Scranton Man Alleges School Board Appointment Violated Law

January 4, 2019
Scranton Man Alleges School Board Appointment Violated Law

Scranton school directors violated the state’s open meetings law when they appointed a new member without the opportunity for public comment, a city man alleges in a complaint filed in the Lackawanna County Court of Common Pleas. Joseph Pilchesky seeks to remove Gopal Patel from the board, after directors appointed the Subway restaurant and convenience store owner to the vacant seat last month. At the end of a long meeting, with few audience members left, directors voted 5-3 to appoint Patel without the position being advertised or put on the agenda. Pennsylvania’s Sunshine Act requires a board to allow for public comment before a vote, which directors did not do. Solicitor John Audi said the board did not violate the Sunshine Act because the auditorium at South Scranton Intermediate School was nearly empty. Board President Barbara Dixon brought up the appointment under new business, after most of the public had left the meeting. Besides a reporter from The Times-Tribune, Audi said the only other person he saw was Rosemary Boland, president of the Scranton Federation of Teachers. A few district administrators and another teacher were also present. Audi said if he thought members of the public were present, he would have instructed the board to open the meeting up for public comment before the vote. Dixon said the board majority believes it did not violate the act.
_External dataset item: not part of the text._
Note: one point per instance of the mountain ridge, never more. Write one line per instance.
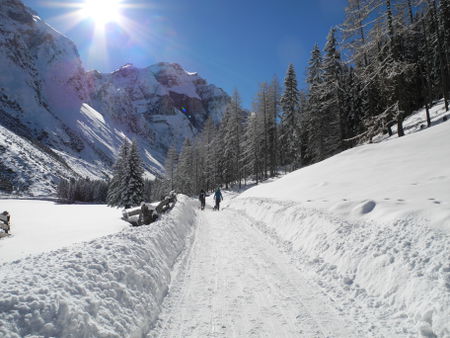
(80, 118)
Minority members, who spoke out against the way the majority handled the appointment, considered pursuing their own Sunshine Act complaint in court but did not want to burden taxpayers with legal fees, directors Tom Schuster and Mark McAndrew said. “I’m glad (Pilchesky) is stepping forward,” McAndrew said. “I wish more people would step up.” Pilchesky, well known for filing multiple lawsuits that challenge actions of Lackawanna County officials, was sentenced this week to two years of probation and ordered to pay $1,000 in restitution for practicing law without a license. In 2013, he accepted money from three people to assist them in civil cases.